Kenny’s Story: When Dogs Scream

 
Dawn had the M8 in a bramble patch. ICHBA covered it with a tarp. We also built a fence behind it.

Dawn had the M8 in a bramble patch. ICHBA covered it with a tarp. We also built a fence behind it.

 
 
Dawn

Dawn

 

While searching for Dawn in one of the seediest sections of Springfield, I ran across a middle-aged gentleman called Kenny. He was eating a can of Beanie-Weenies under the carport of his church-sponsored halfway house. I asked if he’d seen a black dog with milk-bloated boobs that hung almost to her paws.

“Do y’all mean Buckwheat?” he answered.

Kenny and I talked about Buckwheat a.k.a Dawn for almost thirty minutes. Kenny stood well over six feet, had light brown, sun-streaked hair and sunburned cheeks. He sat on a lawnmower, gas can chained to the railing. He said Dawn grew up at the old bus terminal with a pack of dogs. She loved fried chicken and napping in drainage pipes.

Kenny had also known her mother “Heinz” and a sister he called “Biscuit.” With a thick southern accent, the kind where two syllables turn into three, Kenny explained how last year he bought 100 pounds of Dog Chow a month to feed eight strays. He proudly described how they had lined up “military-style” and patiently waited for him to put out a few bowls of grub.

I asked Kenny if he ever touched Dawn. He paused, swished the flies away from his Beanie-Weenies. Then he looked me straight in the eye, as though sizing me up, as though wondering if I could handle what happened to animals in his neighborhood.

“No, but she been abused real bad,” he said.

“By one of your neighbor’s?” I asked.

“By the Police Department.”

According to Kenny, last summer a pack ran between Josephine and Smith Street. Springfield Animal Control tried capturing them, failed, and called the police department. The officers showed up with shotguns and live chickens. They set the birds loose in a field and opened fire when the dogs chased them. It took a week. Sometimes they had to shoot the mutts two and three times, but eventually the police killed all of them except for one. Dawn was the only animal who survived the massacre.

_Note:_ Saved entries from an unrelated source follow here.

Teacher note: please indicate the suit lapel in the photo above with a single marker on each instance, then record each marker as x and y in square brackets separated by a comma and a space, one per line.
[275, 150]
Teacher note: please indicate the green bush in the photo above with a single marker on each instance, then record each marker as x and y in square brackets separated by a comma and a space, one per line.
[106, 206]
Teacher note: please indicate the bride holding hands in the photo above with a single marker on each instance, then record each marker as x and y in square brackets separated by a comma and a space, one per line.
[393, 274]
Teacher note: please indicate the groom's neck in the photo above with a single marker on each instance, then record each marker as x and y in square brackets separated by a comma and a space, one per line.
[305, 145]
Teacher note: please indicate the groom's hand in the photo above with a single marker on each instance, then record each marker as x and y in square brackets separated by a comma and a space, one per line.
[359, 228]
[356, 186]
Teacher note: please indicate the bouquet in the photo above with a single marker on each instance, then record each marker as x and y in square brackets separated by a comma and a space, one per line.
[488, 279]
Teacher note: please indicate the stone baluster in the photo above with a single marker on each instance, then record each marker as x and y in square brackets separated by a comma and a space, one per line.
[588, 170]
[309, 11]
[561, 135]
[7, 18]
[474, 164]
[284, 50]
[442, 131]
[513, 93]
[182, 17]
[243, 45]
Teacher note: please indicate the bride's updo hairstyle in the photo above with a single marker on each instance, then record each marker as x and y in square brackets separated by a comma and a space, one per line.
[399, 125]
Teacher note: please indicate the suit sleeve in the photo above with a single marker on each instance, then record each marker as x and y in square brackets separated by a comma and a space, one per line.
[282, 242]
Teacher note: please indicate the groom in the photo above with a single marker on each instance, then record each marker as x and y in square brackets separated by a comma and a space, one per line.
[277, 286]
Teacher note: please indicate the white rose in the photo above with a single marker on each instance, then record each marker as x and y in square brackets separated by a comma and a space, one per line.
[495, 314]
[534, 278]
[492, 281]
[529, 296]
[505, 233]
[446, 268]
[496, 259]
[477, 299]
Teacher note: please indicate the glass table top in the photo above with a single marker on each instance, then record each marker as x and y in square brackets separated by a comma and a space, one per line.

Kenny said he heard the dogs’ screams long after the shooting stopped.

***

A month later, I walked into the Springfield Police Department hoping Kenny had misconstrued what happened, hoping the good guys really were good. Kenny’s story had been haunting me like the dogs’ screams haunted him. It finally got to point where I had to verify it or disregard it. I found it hard to believe such cruelty existed, let alone that it was legal. Looking back, I realize the pitfall for many activists is our eternal optimism, like hope is programmed into our DNA. No matter how many times I see or hear horrific animal abuse stories, I keep wanting the next time to be different.

Unfortunately, I realized Kenny was telling the truth as soon as I shook hands with Lieutenant Marner. He didn’t mince words. The lieutenant said animal control had exhausted every resource to seize that pack. He explained the animals were “vicious” and “harming property,” so the police “set up a situation” and “destroyed” them. He made it very clear this sort of extermination happened before and that it is legal in Robertson County, TN.

Before I left, he said the S.P.D. ordered a net gun that would help them capture feral dogs in a more humane way in the future. He also agreed to help us catch Dawn when the net arrived at the station.

***

Over the next couple of months, ICHBA reached out to the police department numerous times. They never returned our calls.